I have this C++ function prototype: 我有这个C ++函数原型:
Bar & getBar()
where Bar is a user-defined C++ class. 其中Bar是用户定义的C ++类。 Now I would like to interface this function with Cython, in the simpliest way possible.
现在,我想以最简单的方式将此功能与Cython接口。
My .pyx file looks like this: 我的.pyx文件如下所示:
cdef class PyBar:
cdef Bar* thisptr
(...)
def pygetBar():
cdef Bar bar = getBar()
cdef PyBar pybar = PyBar()
(*pybar.thisptr) = bar # <-- too bad, do not work
Whatever I try I cannot copy a C++ Bar instance in a 'thisptr'. 无论我如何尝试,都无法在“ thisptr”中复制C ++ Bar实例。 For the line above, I get this Cython error message:
对于上面的行,我收到此Cython错误消息:
Cannot assign type 'Bar' to 'Bar *'
The only solution I found is to define a C++ helper function that just does the copy: 我发现的唯一解决方案是定义一个仅执行复制的C ++辅助函数:
void helper_copy_bar(Bar* source, Bar* destination)

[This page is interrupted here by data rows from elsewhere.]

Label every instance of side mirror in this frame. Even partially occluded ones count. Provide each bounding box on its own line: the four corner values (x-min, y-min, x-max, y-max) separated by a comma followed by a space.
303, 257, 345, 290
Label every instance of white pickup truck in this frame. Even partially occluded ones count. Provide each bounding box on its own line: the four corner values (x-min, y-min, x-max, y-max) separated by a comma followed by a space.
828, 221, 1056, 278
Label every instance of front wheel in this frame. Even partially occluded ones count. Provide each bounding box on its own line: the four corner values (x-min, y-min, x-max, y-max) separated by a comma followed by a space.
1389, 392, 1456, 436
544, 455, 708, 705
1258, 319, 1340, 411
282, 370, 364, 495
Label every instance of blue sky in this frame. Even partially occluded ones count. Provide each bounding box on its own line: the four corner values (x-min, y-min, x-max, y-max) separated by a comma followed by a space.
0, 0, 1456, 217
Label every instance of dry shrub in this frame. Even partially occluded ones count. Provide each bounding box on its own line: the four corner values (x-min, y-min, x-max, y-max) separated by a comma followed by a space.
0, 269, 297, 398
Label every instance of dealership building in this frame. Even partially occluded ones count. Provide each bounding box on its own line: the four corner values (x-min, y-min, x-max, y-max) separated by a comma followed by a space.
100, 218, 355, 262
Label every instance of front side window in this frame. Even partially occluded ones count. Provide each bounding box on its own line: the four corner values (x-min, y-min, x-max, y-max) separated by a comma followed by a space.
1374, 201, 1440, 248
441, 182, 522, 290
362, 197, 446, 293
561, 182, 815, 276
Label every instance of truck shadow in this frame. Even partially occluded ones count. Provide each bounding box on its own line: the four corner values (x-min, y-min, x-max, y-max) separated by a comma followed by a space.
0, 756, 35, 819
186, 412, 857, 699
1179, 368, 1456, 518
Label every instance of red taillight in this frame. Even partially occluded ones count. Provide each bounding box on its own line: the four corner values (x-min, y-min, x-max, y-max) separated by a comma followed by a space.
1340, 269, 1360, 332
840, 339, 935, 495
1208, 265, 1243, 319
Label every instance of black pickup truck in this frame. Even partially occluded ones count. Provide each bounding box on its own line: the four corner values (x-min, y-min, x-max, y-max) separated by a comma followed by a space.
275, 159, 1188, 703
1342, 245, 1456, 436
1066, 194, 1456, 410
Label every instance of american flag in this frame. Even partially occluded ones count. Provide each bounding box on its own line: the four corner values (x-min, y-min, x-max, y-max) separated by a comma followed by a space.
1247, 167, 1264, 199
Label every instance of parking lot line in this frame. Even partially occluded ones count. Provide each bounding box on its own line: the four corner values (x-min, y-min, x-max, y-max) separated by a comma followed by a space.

{ *destination = *source }
While this works, it's pretty annoying to create a new C++ function each time I just want to interface such a simple function. 尽管这可行,但是每次我只想接口这样一个简单的函数时,创建一个新的C ++函数就很烦人了。 There must be something I'm missing from the docs.
文档中肯定缺少某些内容。
Edit : 编辑 :
I found a workaround which has other disadvantages: 我发现一种解决方法还有其他缺点:
def pygetBar():
cdef Bar * bar = new Bar(getBar())
cdef PyBar pybar = PyBar()
del pybar.thisptr
pybar.thisptr = bar
return pybar
It still involves a useless new/delete of a c++ object but at least there is no need for an external function (good for the lazy). 它仍然涉及c ++对象的无用的new / delete,但至少不需要外部函数(对惰性函数有利)。 I'm still wondering which solution (an external function or the second one) is better, and if there is a way to use the first solution without an external function.
我仍然想知道哪种解决方案(外部函数或第二种)更好,以及是否有一种方法可以在没有外部函数的情况下使用第一种解决方案。
Bar& is reference to Bar, it is not a pointer to Bar, although internally, compilers may implement it as a pointer. Bar&是对Bar的引用 ,它不是Bar的指针,尽管在内部,编译器可以将其实现为指针。 Easiest way to simplify this would be to write a helper C function, I'm not aware that Cython has explicit support for C++?
简化此过程的最简单方法是编写一个辅助C函数,我不知道Cython对C ++有明确的支持吗? Your "workaround" looks suitable.
您的“解决方法”看起来很合适。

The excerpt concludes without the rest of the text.